Le Green New Deal a été présenté comme une Résolution à la Chambre des représentants, par Ocasio-Cortez et les partisans des deux Chambres le février 5 2019. Il ne s'agit que d'une déclaration d'intention non contraignante à ce stade et nécessiterait une législation complexe. Les projets politiques audacieux se concrétisent souvent sur le roc de la mise en œuvre, surtout lorsque la politique est aussi agitée que dans le Congrès actuel.

Mais le Green New Deal a déjà réussi dans un aspect important: il met à l'ordre du jour des politiques climatiques aussi ambitieuses que les exigences scientifiques en matière de changement climatique. Cela empêche les opposants de rester silencieux.
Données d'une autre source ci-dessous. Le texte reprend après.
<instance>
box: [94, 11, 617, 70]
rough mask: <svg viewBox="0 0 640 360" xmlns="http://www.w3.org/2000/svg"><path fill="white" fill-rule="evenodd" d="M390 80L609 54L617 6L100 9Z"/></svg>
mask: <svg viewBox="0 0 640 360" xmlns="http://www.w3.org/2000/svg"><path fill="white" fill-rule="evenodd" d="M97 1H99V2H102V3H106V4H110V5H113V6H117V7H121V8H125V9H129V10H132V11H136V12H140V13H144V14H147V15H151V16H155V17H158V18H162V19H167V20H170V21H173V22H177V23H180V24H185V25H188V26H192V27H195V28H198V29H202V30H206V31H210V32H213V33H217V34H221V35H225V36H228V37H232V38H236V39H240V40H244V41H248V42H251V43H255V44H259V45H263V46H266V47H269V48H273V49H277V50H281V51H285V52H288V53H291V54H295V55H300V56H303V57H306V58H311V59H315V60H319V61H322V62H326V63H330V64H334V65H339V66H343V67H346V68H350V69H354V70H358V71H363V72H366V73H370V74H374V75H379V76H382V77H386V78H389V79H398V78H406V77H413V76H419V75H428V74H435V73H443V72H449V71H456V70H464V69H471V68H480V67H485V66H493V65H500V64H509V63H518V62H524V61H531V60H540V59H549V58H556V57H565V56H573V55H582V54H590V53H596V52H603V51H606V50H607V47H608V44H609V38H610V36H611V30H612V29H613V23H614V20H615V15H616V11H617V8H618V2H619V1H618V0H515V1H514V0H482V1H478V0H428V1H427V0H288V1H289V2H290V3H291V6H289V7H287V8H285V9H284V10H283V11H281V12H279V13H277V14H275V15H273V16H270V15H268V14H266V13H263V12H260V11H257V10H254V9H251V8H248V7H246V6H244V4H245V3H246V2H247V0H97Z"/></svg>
Le Green New Deal force les démocrates et les républicains à prendre en compte leur propre position face au changement climatique.

Certains démocrates ont qualifié le plan d’irréaliste - un «rêve vert», comme l’appelait Pelosi. Diane Feinstein, ancienne sénatrice du Sénat, a également fait preuve de mépris les jeunes militants ont demandé son soutien. Les républicains, quant à eux, l'ont qualifié de prise de pouvoir socialiste de rallier leurs propres partisans. Mais les opposants du Green New Deal ne peuvent pas simplement critiquer. Ils devront trouver leur propre réponse à la question climatique.

Pour les républicains, nier ou rejeter la science du changement climatique devient de moins en moins tenable. Les impacts du changement climatique sont en augmentation, l'inquiétude du public augmenteet les écoliers sont frappants.

Le Green New Deal a attiré l'attention sur un trou béant dans la politique de droite - l'articulation confiante d'une stratégie climatique. Si vous êtes d'accord avec le consensus scientifique selon lequel une action rapide est nécessaire, mais que vous n'aimez pas la saveur fortement sociale du Green New Deal, que proposez-vous à sa place?

Au Royaume-Uni, le brouillard du Brexit a assombri tout débat politique sérieux sur le changement climatique, mais lorsque les politiciens parviendront à reprendre leur souffle, ils seront également confrontés au même défi. Le parti travailliste a promis d'agir mais on a dit aux conservateurs que leurs propres engagements ne sont pas compatibles avec l'accord de Paris et ainsi, ils ont également besoin d'un plan.

Le combat n'est pas presque gagné. Mais le Green New Deal réussit déjà à placer l'action pour le climat à sa place, en tant que question politique déterminante de notre époque. Comme il est étrange que nous ayons une politique américaine dysfonctionnelle à remercier pour cet énorme pas en avant.La Conversation

A propos de l'auteur

Rebecca Willis, chercheuse en politique et politique de l'environnement, Université de Lancaster

Cet article est republié de La Conversation sous une licence Creative Commons. Lis le article original.